A morte de Luís Sá
«Guardaremos sempre do Luís
a memória e o exemplo»
Raramente uma má notícia corre tão célere. Pouco tempo depois de os camaradas mais próximos de Luís Sá o encontrarem sem vida no seu gabinete de trabalho na sede central do Partido, no final da tarde de sexta-feira, logo, por todo o País, a consternação atingia muitos camaradas e amigos. As reuniões das organizações do PCP foram interrompidas, desmarcaram-se outras muitas e, nessa mesma noite, uma multidão reunia-se às portas da capela de S. Vicente de Fora, em Lisboa, a prestar uma última homenagem a Luís Sá e os pêsames à família.
Durante toda a noite, milhares de homens, mulheres e jovens desfilaram, em manifestação de pesar. Cá fora muitos aguardaram longo tempo a sua vez de entrar na capela onde, por desejo da família, não foi possível tirar fotografias. Ainda por desejo da família, o funeral realizar-se-ia no cemitério de S. Paio Dantas, Esposende, para onde partiu na manhã seguinte.
Ainda durante a noite, para além de camaradas, onde se notava a presença de muitos dirigentes do Partido, de deputados, de eleitos da CDU, de responsáveis regionais e concelhios, de jovens da JCP, de numerosos militantes vindos de todo o País, registava-se a presença de dirigentes de outros partidos, de delegações de Os Verdes e da Intervenção Democrática. O Presidente da Assembleia da República, Almeida Santos, membros do Governo, membros do PS, do PSD, do PP e do BE também se deslocaram a S. Vicente de Fora.

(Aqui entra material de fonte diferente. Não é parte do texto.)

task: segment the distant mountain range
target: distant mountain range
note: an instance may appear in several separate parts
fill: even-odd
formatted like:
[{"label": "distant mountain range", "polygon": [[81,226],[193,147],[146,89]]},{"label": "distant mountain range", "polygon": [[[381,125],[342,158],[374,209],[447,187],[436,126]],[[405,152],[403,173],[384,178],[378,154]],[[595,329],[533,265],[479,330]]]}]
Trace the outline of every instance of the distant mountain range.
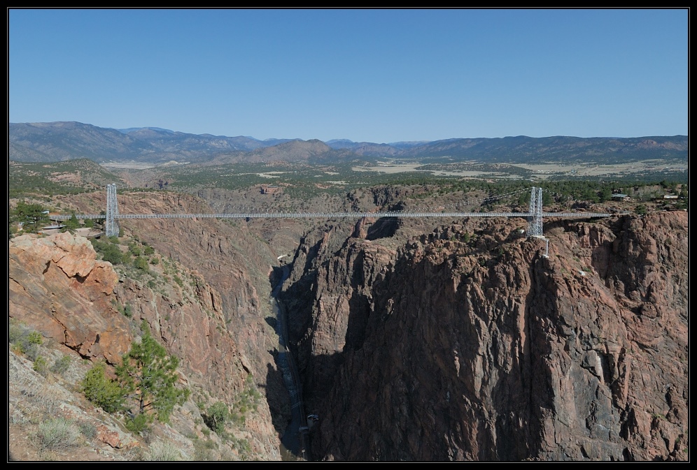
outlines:
[{"label": "distant mountain range", "polygon": [[500,138],[453,138],[433,142],[379,144],[346,139],[268,139],[189,134],[158,127],[113,129],[74,122],[10,123],[8,156],[17,161],[52,162],[90,159],[98,163],[135,161],[158,163],[322,161],[393,157],[453,161],[533,163],[624,162],[682,160],[686,135],[579,138],[525,135]]}]

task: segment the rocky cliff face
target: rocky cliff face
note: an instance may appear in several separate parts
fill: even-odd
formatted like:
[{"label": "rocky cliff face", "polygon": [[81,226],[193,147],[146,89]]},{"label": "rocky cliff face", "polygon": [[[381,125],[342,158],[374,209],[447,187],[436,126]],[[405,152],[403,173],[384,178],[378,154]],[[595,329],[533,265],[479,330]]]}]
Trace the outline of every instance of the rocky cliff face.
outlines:
[{"label": "rocky cliff face", "polygon": [[316,458],[687,459],[687,214],[546,222],[549,258],[515,219],[305,237]]},{"label": "rocky cliff face", "polygon": [[[89,195],[73,203],[99,205]],[[211,212],[190,196],[171,193],[120,195],[120,203],[134,212]],[[122,225],[153,247],[162,263],[169,260],[169,274],[160,272],[160,280],[148,285],[97,260],[85,238],[19,237],[10,241],[10,316],[83,358],[112,364],[128,351],[144,320],[169,353],[181,359],[184,379],[195,393],[213,401],[232,404],[251,375],[267,399],[246,421],[242,436],[251,446],[248,455],[280,460],[279,432],[289,410],[273,356],[278,340],[268,297],[276,260],[268,246],[243,233],[244,227],[215,219]],[[119,313],[118,304],[129,305],[132,318]]]},{"label": "rocky cliff face", "polygon": [[86,238],[67,233],[10,241],[8,314],[83,358],[115,364],[128,351],[128,323],[112,304],[118,276]]}]

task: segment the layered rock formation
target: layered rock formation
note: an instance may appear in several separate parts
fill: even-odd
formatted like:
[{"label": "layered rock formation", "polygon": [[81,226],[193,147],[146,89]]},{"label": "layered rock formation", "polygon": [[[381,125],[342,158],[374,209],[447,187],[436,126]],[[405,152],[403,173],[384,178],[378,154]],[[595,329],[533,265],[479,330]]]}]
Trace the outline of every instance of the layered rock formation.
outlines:
[{"label": "layered rock formation", "polygon": [[[211,212],[191,196],[164,194],[124,196],[120,203],[133,212]],[[72,202],[88,208],[95,205],[92,197]],[[246,420],[243,436],[252,455],[280,460],[288,397],[273,355],[278,340],[269,324],[268,296],[276,260],[267,245],[214,219],[122,225],[169,260],[174,272],[161,274],[163,281],[153,286],[118,276],[111,263],[96,260],[80,237],[19,237],[10,241],[10,316],[83,358],[112,364],[129,350],[144,320],[168,353],[181,359],[188,385],[213,401],[232,404],[251,375],[267,400]],[[117,305],[128,305],[132,318]]]},{"label": "layered rock formation", "polygon": [[284,299],[316,458],[687,459],[687,214],[547,221],[549,258],[524,224],[306,237]]},{"label": "layered rock formation", "polygon": [[68,233],[9,242],[8,314],[74,349],[114,364],[128,351],[128,323],[112,304],[118,276],[86,238]]}]

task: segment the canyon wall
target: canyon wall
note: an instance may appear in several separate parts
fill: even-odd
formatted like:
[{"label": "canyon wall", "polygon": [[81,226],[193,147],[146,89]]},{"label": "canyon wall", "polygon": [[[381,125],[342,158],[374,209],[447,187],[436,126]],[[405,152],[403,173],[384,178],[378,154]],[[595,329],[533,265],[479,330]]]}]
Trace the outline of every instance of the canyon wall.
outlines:
[{"label": "canyon wall", "polygon": [[549,257],[525,225],[305,237],[283,298],[316,458],[687,458],[687,214],[546,221]]}]

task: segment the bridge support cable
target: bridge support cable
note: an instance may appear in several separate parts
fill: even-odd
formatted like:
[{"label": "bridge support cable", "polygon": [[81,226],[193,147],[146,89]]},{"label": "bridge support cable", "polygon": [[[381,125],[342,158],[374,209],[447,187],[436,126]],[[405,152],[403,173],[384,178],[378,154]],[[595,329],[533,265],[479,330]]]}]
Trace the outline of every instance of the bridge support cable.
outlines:
[{"label": "bridge support cable", "polygon": [[104,233],[107,237],[118,237],[118,201],[116,200],[116,185],[106,185],[106,223],[104,226]]}]

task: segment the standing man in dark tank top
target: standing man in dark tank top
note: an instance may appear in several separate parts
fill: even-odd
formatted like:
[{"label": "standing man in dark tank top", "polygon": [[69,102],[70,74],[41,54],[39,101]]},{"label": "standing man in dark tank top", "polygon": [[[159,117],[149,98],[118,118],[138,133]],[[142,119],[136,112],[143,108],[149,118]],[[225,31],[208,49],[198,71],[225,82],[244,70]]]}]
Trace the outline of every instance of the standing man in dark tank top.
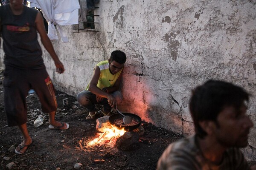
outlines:
[{"label": "standing man in dark tank top", "polygon": [[37,32],[54,61],[57,72],[62,74],[65,70],[46,34],[39,11],[24,5],[23,0],[10,0],[9,3],[0,6],[0,26],[5,53],[5,110],[8,125],[18,126],[23,136],[23,141],[15,150],[15,153],[22,154],[32,143],[27,128],[26,100],[30,89],[38,96],[43,112],[49,113],[49,128],[65,130],[69,127],[67,123],[55,120],[57,105],[54,88],[42,58]]}]

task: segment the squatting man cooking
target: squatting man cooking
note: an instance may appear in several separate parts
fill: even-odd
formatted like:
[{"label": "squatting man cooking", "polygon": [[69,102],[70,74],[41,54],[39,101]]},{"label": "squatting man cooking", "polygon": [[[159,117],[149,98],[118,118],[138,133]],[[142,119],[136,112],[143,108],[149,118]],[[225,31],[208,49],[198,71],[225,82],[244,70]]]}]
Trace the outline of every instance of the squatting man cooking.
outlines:
[{"label": "squatting man cooking", "polygon": [[112,108],[116,108],[122,102],[119,89],[126,61],[125,53],[116,50],[111,53],[108,60],[96,65],[90,83],[76,97],[79,103],[89,110],[86,119],[95,119],[96,104],[102,105],[102,113],[109,116]]},{"label": "squatting man cooking", "polygon": [[192,91],[189,110],[195,135],[170,144],[158,170],[256,170],[239,147],[253,125],[246,114],[249,94],[241,88],[209,80]]}]

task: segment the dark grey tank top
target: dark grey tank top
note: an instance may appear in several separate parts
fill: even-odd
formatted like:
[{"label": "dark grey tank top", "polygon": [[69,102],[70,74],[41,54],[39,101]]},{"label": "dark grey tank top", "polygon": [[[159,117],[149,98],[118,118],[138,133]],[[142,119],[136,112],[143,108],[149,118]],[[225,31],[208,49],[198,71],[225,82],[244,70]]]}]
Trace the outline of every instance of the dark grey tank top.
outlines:
[{"label": "dark grey tank top", "polygon": [[24,69],[45,68],[35,23],[38,13],[24,6],[22,13],[15,15],[9,4],[0,6],[6,65]]}]

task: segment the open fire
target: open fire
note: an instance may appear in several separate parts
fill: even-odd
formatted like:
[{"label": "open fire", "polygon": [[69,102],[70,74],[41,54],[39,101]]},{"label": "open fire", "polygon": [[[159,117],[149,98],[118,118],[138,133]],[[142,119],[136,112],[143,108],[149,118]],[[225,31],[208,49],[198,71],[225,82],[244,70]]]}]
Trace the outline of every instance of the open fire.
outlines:
[{"label": "open fire", "polygon": [[93,140],[89,142],[86,146],[92,147],[97,145],[101,146],[103,144],[114,145],[118,138],[122,136],[126,132],[124,128],[119,129],[117,127],[111,125],[111,127],[106,127],[101,130],[103,133],[98,133],[99,136]]}]

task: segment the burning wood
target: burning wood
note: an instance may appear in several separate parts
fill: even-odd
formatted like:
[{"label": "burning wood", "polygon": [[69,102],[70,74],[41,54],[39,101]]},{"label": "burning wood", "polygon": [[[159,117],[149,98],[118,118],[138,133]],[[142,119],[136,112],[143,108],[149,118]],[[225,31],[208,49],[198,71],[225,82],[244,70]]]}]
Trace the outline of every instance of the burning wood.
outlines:
[{"label": "burning wood", "polygon": [[[96,129],[100,133],[98,133],[95,138],[90,142],[84,142],[82,144],[83,142],[81,141],[80,145],[81,148],[85,147],[91,149],[103,144],[111,147],[116,145],[119,149],[123,150],[137,148],[139,136],[143,135],[144,132],[142,126],[140,125],[134,130],[134,131],[128,132],[124,129],[124,128],[120,129],[111,124],[108,121],[109,117],[105,116],[96,120]],[[120,138],[125,133],[125,136]],[[116,143],[117,142],[118,144]]]},{"label": "burning wood", "polygon": [[[104,132],[103,133],[99,133],[99,136],[93,140],[89,142],[87,146],[88,147],[93,147],[96,145],[101,146],[102,144],[106,143],[111,144],[112,142],[115,142],[116,139],[123,135],[126,131],[124,128],[119,129],[117,128],[111,126],[112,128],[102,128]],[[114,143],[113,144],[114,145]]]}]

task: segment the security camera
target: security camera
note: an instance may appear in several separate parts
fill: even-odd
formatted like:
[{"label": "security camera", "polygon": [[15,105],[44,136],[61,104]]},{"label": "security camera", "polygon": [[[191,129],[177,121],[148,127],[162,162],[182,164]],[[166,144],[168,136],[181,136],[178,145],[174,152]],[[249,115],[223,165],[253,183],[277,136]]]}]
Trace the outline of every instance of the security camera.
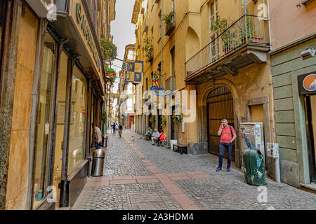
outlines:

Na manhã de sábado muita gente continuou a afluir à capela, contando-se a presença de numerosas personalidades, com destaque para o Presidente da República, Jorge Sampaio. Entre os dirigentes do PCP que ali se deslocaram, encontrava-se o camarada Álvaro Cunhal.
O funeral, marcado para as 16 horas de sábado, tinha a esperá-lo uma multidão compacta que se foi reunindo no largo que separa, em S. Paio Dantas, o cemitério da igreja. Vindo de Lisboa, o féretro, que fora acompanhado de numerosos camaradas e amigos, foi transportado em primeiro lugar à casa familiar, onde dirigentes do Partido e muitas outras personalidades se deslocaram. A pé, o cortejo fúnebre subiu para a igreja, coberto o caixão com a bandeira do PCP, que foi retirada antes da entrada no templo onde foi celebrada uma cerimónia católica que seria depois concluída no cemitério. De novo com a bandeira do Partido e antes de baixar à terra, a multidão não coube no cemitério, a prestar uma última homenagem, acompanhando as palavras comovidas do secretário geral do PCP. Carlos Carvalhas, rodeado de membros dos organismos executivos do Comité Central, fez uma breve alocução que publicamos na íntegra.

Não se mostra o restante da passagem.